The seven stories of this collection are all set during the dynamic age of transition from colonial rule to independence among West African countries. They show the complex lives of a diverse population: a villager fallen on hard times who laments the means by which he feeds his family; a foreign teacher puzzled by the unfamiliar goings-on in a Sierra Leonean village; an expatriate couple confronting a headless staircase over the ocean and their own existential crises; an expatriate aid worker caught in moral dilemma; a leper who survives another day of beggary; a British colonial officer and a traditional Nigerian chief both of whom fear a diminished status as they confront a dramatic change in their home town; and of course the beautiful young Sierra Leonean who alarms her community by a drastic action that threatens her life.

Kirkus Review: "Africans and Westerners wrestle with sickness, culture clash, and the turmoil of decolonization in these richly imagined stories." See the full review at Kirkus

Jane Among Friends

Who knew that the wife of a famous he-man was a Quaker?  Or that there was such a book as a Quaker comedy?  Jane, Lady Greystoke makes it so through a series of letters to her childhood friend Hazel, Lady Tennington.  She has been a traditional wife until her husband’s rather anti-climactic death but now finds her entrepreneurial soul as manager of the family cattle ranch in East Africa, usurping the manly aspirations of her bumbling son Jack.  Jane’s closest companion is in fact Chulk, a 400-lb. gorilla once left for dead with a head wound that, instead of killing him, stimulated an insatiable intellectual curiosity; the ever-questioning Chulk has chosen to live with Jane, Jack, and Jack’s charming if fickle wife Meriem rather than his own unintellectual kind.  As the family plots to save their cattle from an audacious leopard (another surprising character), much fun is created, though serious questions arise (often propounded by Chulk) about human behavior, animal rights, life and death, God and heaven, and the meaning of love.

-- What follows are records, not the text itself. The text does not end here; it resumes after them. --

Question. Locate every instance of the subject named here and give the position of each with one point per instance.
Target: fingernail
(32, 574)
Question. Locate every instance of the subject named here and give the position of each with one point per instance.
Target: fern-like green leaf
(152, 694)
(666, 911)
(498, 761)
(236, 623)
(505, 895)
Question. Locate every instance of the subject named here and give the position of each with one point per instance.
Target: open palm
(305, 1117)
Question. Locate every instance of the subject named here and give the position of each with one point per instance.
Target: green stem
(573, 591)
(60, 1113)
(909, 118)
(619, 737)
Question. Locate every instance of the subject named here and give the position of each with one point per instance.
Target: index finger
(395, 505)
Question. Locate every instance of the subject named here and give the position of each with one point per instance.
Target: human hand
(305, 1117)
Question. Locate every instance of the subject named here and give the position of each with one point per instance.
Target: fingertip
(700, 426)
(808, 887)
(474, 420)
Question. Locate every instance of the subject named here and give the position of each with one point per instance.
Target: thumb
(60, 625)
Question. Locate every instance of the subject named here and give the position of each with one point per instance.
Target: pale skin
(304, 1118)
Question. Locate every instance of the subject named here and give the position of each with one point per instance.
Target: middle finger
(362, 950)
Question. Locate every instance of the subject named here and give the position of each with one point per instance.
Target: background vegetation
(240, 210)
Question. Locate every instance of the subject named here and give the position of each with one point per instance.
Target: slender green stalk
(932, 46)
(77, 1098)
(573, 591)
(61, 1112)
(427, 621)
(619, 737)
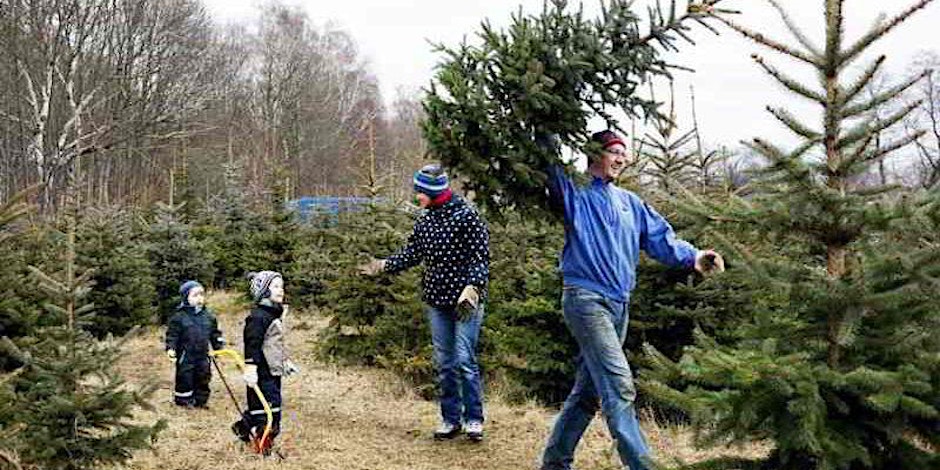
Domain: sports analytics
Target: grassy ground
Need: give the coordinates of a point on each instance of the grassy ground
(353, 418)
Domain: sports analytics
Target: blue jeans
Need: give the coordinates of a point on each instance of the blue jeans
(455, 356)
(603, 381)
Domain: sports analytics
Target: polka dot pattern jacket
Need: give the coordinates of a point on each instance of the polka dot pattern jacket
(453, 242)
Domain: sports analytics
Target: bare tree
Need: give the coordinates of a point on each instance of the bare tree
(98, 77)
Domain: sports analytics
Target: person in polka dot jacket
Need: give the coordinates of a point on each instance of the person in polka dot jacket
(452, 241)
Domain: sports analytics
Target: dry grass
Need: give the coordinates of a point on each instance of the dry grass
(352, 418)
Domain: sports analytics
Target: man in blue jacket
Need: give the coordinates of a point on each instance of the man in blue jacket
(605, 229)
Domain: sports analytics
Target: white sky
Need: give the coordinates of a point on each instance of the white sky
(731, 91)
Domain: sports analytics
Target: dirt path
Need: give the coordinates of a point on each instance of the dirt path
(346, 418)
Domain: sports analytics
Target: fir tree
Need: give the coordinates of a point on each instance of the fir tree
(546, 74)
(18, 312)
(123, 292)
(669, 159)
(232, 228)
(69, 409)
(377, 320)
(175, 257)
(841, 371)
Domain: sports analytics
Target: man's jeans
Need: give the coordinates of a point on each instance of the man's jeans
(600, 327)
(455, 345)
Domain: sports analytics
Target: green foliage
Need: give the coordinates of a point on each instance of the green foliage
(375, 320)
(544, 74)
(19, 303)
(837, 364)
(175, 257)
(68, 409)
(123, 292)
(525, 339)
(232, 227)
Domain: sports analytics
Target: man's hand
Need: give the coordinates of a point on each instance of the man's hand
(708, 261)
(290, 368)
(467, 302)
(372, 267)
(250, 375)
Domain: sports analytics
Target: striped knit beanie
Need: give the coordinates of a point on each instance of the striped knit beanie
(607, 139)
(431, 180)
(184, 291)
(259, 283)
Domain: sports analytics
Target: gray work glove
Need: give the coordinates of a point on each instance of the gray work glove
(467, 303)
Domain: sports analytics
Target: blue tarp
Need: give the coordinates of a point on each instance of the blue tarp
(328, 208)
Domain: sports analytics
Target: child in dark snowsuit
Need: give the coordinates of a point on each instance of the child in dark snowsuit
(266, 357)
(188, 337)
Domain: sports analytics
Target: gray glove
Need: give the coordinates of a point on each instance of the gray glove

Philadelphia’s Arch Street Meeting House: A Biography

Before Philadelphia Friends built the world’s largest Quaker meeting house, the property on which it stands had served as a burial ground since the days of William Penn.   Hence, this biography—a story of well over 300 years that includes important personae:  Penn; Owen Biddle, Jr. (the 1804 builder of the meeting house); Anne Parrish, founder of the first female charitable society in the U.S.; Anthony Benezet, who established (with brother-in-law Benjamin Franklin)  Philadelphia’s anti-slavery society; and those feminists of increasing fame:  Lucretia Mott and the Grimké sisters (Sarah and Angelina), who headed early abolition activities.  The book also includes a chapter recreating life in Philadelphia in 1825.

A Centennial History of the American Friends Service Committee.

Established in 1917 to provide pacifist young males alternative service to fighting in World War I, the American Friends Service Committee has reconfigured itself many times over the years to meet differing human needs as they arose:  first, feeding programs for the displaced of both sides in war zones and for the destitute in Russia (1918-21) and Appalachian coal-mining areas (the 1930’s), then educational, medical, and agricultural programs in the far corners of  the world (even North Korea); thus, it became a model for the U.S. Peace Corps.  Powerful allies nurtured the AFSC’s work in its early years:  Herbert Hoover, Eleanor Roosevelt (referred to in the book as the AFSC’s “guardian angel”), and finally Martin Luther King, whom the AFSC joined in civil rights work; it was the AFSC that arranged publication of King’s “Letter from Birmingham Jail.”  In later years the organization has worked in diverse areas (e.g., prison reform) to act on the Quaker belief in that of God in each person. 

A Biography of Lillian and George Willoughby, 20th-century Peace Activists.

HE sailed the Pacific to block the testing of nuclear bombs; SHE picketed at Levittown to prevent the new Pennsylvania suburb from excluding African-Americans; THEY traveled to India and elsewhere to link up with Gandhians in an endless quest to bring peace to the world. The biography, published by Edwin Mellen Press, is based largely on interviews between Barnes and the Willoughbys conducted in the early 21 st century.